At the dawn of the new century, some 50 million people worldwide either are caught up in conflicts or are living in protracted refugee situations. Humanitarian crises have grown more complex during the last decade, and intervention has become more difficult. The number of people who are displaced within their own country has increased, and providing for their care and protection is risky and difficult.
The 1994 International Conference on Population and Development and the 1995 Fourth World Conference on Women offered a more comprehensive vision of reproductive health than that which had existed before. Their consensus documents also called attention to populations whose reproductive health needs had often been neglected if not ignored—refugees, internally displaced persons and migrants.
The articles in this special section of International Family Planning Perspectives review several aspects of the struggle to meet these needs. Since 1995, members of the humanitarian and reproductive health communities have joined together to guide delivery of comprehensive reproductive health services to refugees and the internally displaced. Caring for and protecting refugees in unstable and insecure environments is not easy, nor is meeting their reproductive health needs. Nevertheless, these are tasks that we, and our governmental and nongovernmental partners (including the refugees themselves, of course), are committed to undertake. The history of this international initiative is described in detail in the special report by Laurel Schreck (p. 162).
Refugees' reproductive rights are rooted in international law, although policies affecting refugee reproductive health care may sometimes vary by country and by organization. Françoise Girard and Wilhelmina Waldman (p. 167) examine the framework for the reproductive rights of refugees and the internally displaced, along with the policies of some agencies and organizations involved in humanitarian assistance
While the reproductive health needs and demands of different populations vary, the question for many is whether and how the reproductive health needs of refugees and the internally displaced differ from those of populations living in nonrefugee situations. Therese McGinn (p. 174) reviews the literature, both published and unpublished, to determine how refugee women's reproductive health status is both similar to and different from that of settled populations.
Knowing these similarities and differences should help guide policymakers and program planners. To gain a sense of what services are currently provided to refugees and the internally displaced, Sandra Krause, Rachel Jones and Susan Purdin (p. 181) describe efforts that have been made among war-affected populations in key program areas. Finally, Virginia Morrison (p. 188) examines the specific contraceptive needs of Cambodian refugees who lived in a camp in Thailand.

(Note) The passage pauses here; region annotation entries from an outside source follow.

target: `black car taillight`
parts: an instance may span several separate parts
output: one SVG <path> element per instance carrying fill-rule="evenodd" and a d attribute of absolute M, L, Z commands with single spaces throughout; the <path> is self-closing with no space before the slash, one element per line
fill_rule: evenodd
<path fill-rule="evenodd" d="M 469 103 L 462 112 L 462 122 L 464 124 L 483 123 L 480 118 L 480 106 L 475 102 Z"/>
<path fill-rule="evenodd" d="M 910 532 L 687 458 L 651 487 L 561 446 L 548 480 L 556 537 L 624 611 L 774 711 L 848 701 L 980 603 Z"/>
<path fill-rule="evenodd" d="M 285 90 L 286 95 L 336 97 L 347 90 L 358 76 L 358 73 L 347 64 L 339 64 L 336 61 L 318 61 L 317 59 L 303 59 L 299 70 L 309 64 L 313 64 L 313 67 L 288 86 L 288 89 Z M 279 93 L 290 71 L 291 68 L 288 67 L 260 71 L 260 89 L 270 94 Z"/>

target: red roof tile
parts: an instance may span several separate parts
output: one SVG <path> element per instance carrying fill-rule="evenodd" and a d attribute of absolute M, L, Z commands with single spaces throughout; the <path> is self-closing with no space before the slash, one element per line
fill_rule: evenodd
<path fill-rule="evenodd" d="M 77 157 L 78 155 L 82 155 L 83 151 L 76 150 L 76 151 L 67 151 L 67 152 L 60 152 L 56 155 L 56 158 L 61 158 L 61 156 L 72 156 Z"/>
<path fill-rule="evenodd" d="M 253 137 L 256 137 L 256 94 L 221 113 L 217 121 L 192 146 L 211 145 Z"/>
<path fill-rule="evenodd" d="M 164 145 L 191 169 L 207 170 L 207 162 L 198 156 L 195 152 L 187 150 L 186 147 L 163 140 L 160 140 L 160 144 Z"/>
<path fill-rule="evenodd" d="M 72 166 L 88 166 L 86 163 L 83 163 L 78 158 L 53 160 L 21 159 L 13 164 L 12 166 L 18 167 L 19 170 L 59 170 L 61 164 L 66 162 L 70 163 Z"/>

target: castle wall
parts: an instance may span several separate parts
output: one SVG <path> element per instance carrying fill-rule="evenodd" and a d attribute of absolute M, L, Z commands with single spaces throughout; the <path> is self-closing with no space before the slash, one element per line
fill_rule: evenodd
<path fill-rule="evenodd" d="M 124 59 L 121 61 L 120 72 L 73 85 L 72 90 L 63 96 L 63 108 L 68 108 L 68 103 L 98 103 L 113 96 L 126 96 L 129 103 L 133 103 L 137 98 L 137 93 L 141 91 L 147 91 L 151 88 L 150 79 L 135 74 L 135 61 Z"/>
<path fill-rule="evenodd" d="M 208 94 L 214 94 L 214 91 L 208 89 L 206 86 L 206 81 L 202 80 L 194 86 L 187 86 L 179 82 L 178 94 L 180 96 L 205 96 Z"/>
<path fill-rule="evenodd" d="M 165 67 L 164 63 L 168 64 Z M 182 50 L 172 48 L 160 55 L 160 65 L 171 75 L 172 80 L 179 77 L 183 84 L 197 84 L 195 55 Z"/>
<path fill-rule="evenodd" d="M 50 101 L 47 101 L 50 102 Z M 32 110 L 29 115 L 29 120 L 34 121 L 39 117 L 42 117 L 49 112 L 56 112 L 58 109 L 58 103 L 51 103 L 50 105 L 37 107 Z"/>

From rural Nepal to urban South Africa, from Kosovo to Colombia, the situations faced by refugees and the internally displaced pose complex challenges. As the number of those who are war-affected grows, so too does our awareness of their reproductive health needs. Nevertheless, several critical issues need to be addressed if we are to more effectively listen to the demands of refugees, meet their needs and increase their capacity to make informed decisions:
•Within humanitarian assistance organizations, knowledge about reproductive health and the competence and skills to provide reproductive health services have to be augmented;
•reproductive health services must be based on the needs and demands of refugees (particularly of women), yet must respect the population's culture and beliefs while meeting international human rights standards;
•the refugee community must be involved in all aspects of program planning and implementation, to ensure that their needs are met and to secure their investment in a program's success; and
•the international refugee reproductive health community must continue to advocate for more funds and for a greater commitment on the part of policymakers and governments.
Kate Burns is senior public health officer, and Serge Malé is chief, Health and Community Development Section, United Nations High Commissioner for Refugees, Geneva. Daniel Pierotti is principal officer, Crisis Relief, United Nations Population Fund, Geneva. The opinions expressed in the articles are those of the authors and do not necessarily reflect those of the authors of this introduction.